Back on the ground floor, dozens of visitors celebrated the the renaming and dedication of the Beverly Levy Early Childhood Learning Center, a daycare center for children from three months old to kindergarten, and then moved on to the JCC’s official ribbon cutting in front of the café.
“Communities are living and breathing organisms,” said Jewish Federation CEO Judy Alperin. “Each one of us contributes in our own way to the overall health of the body. And when our body comes under attack, whether it be by outside aggression like anti-Semitism or terror threats, or within, from a terrible fire that rips at our core, we are tested in ways that none of us could ever have imagined.”
She and JCC President Scott Hurwitz said that the renovation efforts were funded not just by insurance, but by generous donations of members. They said that the JCC has already raised $1.25 million in a capital campaign designed to support the improvements to the building and provide a fund for future building maintenance. They announced that the JCC is now moving the goal posts for that campaign from $2 million to $3 million.

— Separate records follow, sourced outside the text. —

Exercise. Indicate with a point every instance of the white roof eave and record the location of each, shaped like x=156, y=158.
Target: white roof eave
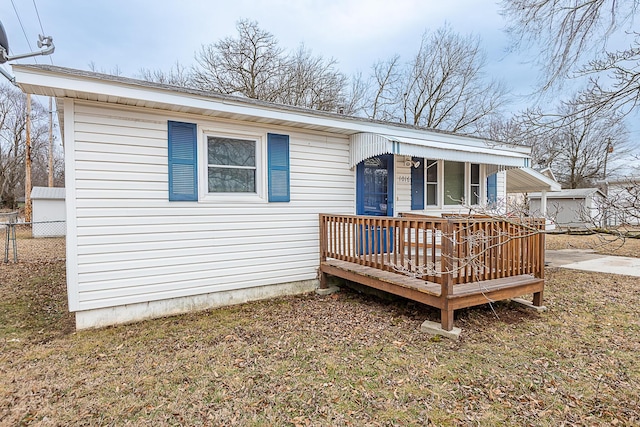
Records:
x=67, y=83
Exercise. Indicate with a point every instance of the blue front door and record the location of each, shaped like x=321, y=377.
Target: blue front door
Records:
x=374, y=192
x=374, y=196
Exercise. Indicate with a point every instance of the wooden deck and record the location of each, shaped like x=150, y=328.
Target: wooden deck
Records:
x=447, y=263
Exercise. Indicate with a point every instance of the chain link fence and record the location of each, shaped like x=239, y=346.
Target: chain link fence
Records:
x=31, y=241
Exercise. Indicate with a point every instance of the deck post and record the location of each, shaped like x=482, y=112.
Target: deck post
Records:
x=447, y=266
x=323, y=251
x=537, y=297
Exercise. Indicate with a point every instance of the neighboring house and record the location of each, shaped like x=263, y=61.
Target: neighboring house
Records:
x=571, y=208
x=623, y=206
x=49, y=212
x=180, y=200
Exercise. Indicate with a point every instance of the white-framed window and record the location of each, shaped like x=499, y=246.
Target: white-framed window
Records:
x=207, y=165
x=232, y=167
x=451, y=183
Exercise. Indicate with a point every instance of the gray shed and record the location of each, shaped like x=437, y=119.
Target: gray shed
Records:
x=49, y=212
x=571, y=208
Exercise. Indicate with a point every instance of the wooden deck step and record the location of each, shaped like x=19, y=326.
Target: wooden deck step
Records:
x=397, y=279
x=464, y=294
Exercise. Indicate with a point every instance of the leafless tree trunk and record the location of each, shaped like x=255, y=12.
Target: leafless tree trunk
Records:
x=441, y=87
x=13, y=150
x=573, y=40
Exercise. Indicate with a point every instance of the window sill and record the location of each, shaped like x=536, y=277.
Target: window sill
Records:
x=231, y=198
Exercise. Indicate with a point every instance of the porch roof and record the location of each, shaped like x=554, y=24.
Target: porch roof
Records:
x=366, y=145
x=527, y=180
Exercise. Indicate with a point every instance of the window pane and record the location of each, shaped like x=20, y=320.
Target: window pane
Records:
x=227, y=180
x=432, y=171
x=453, y=183
x=231, y=152
x=475, y=173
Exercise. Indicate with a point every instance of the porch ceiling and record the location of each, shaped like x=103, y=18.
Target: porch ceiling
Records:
x=527, y=180
x=366, y=145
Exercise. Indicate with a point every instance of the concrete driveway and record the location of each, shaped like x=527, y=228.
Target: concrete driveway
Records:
x=588, y=260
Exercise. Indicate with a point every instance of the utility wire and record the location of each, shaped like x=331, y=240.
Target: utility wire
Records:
x=38, y=15
x=22, y=26
x=35, y=6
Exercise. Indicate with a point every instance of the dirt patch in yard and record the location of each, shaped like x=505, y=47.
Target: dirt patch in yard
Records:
x=346, y=359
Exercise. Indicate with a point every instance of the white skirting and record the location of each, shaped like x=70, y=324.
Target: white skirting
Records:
x=101, y=317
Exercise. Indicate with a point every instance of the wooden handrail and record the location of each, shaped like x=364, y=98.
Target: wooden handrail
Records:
x=441, y=250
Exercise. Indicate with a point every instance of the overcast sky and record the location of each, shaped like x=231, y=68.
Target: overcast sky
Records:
x=136, y=34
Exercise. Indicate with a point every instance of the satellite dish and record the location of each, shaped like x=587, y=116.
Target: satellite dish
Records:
x=43, y=42
x=4, y=44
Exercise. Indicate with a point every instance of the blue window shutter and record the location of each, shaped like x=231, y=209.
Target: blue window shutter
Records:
x=492, y=188
x=417, y=185
x=278, y=164
x=183, y=162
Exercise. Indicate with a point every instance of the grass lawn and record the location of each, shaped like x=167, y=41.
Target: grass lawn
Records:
x=346, y=359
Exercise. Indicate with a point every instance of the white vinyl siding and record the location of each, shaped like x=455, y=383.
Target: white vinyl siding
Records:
x=133, y=245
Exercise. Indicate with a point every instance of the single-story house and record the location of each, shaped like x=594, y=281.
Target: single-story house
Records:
x=179, y=199
x=623, y=205
x=571, y=208
x=49, y=213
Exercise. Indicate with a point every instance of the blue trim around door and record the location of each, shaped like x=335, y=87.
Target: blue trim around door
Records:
x=371, y=197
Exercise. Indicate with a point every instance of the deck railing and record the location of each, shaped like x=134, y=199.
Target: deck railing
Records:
x=447, y=250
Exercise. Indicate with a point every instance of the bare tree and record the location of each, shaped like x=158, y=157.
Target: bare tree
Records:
x=310, y=81
x=12, y=145
x=253, y=64
x=573, y=40
x=178, y=75
x=442, y=87
x=577, y=145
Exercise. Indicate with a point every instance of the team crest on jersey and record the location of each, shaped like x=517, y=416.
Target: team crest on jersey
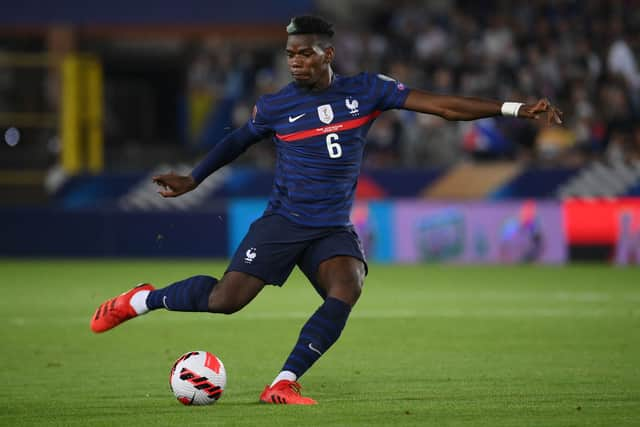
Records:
x=325, y=113
x=352, y=105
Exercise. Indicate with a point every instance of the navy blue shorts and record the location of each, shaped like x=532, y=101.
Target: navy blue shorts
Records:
x=274, y=245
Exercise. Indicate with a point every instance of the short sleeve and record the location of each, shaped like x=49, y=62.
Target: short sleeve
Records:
x=259, y=122
x=389, y=92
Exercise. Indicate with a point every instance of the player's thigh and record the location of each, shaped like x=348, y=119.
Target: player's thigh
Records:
x=269, y=250
x=342, y=277
x=336, y=265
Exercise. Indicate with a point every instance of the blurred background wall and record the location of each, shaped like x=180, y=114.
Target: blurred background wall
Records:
x=95, y=98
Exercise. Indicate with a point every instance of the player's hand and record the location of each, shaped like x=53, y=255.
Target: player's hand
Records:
x=174, y=185
x=542, y=107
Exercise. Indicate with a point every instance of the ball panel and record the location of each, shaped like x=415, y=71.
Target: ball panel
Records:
x=198, y=378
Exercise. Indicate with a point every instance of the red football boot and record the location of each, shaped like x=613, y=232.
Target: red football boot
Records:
x=116, y=310
x=285, y=392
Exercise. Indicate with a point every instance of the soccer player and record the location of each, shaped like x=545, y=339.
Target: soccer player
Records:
x=318, y=124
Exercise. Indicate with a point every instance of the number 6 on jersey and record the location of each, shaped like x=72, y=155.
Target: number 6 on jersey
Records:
x=334, y=149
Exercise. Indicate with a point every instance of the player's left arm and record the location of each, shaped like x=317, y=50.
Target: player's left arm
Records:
x=468, y=108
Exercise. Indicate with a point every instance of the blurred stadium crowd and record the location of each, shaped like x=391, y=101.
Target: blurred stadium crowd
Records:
x=165, y=89
x=582, y=55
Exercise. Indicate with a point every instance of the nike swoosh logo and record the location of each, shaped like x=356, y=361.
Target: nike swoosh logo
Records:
x=293, y=119
x=312, y=348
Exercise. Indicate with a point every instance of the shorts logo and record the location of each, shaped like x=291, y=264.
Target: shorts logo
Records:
x=352, y=105
x=250, y=255
x=325, y=113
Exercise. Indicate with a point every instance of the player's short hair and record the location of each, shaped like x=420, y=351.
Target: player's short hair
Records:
x=309, y=24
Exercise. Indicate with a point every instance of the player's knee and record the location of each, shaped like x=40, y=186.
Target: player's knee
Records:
x=223, y=305
x=348, y=291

JCC Executive Director Scott Cohen said that the JCC currently has around 4,000 members; its rolls were closer to around 6,000 people before the fire. He said that many of the renovations, particularly the different lounge areas filled with couches, tables and chairs that pop up in various corners throughout the building, were designed to encourage socializing between classes and workouts. He said that the new building and its programs are geared towards providing a space for people to hang out and talk and build a community of Jewish and non-Jewish members alike outside of their usual nine-to-five occupations.
“You know, from chaos, there was order,” said Jewish Federation President Norm Ravski. “A scientist that passed away this week, Stephen Hawking, said that the mark of intelligence is the ability to adapt. And we have a lot of intelligent people working here at the JCC.”
“Every Sunday should be like today here at the J,” he continued. “This should be the heart of the community. This should be the place that all of us come for meeting people: for meeting old people that we know, for meeting new people that we want to know, and for having a good cup of coffee.”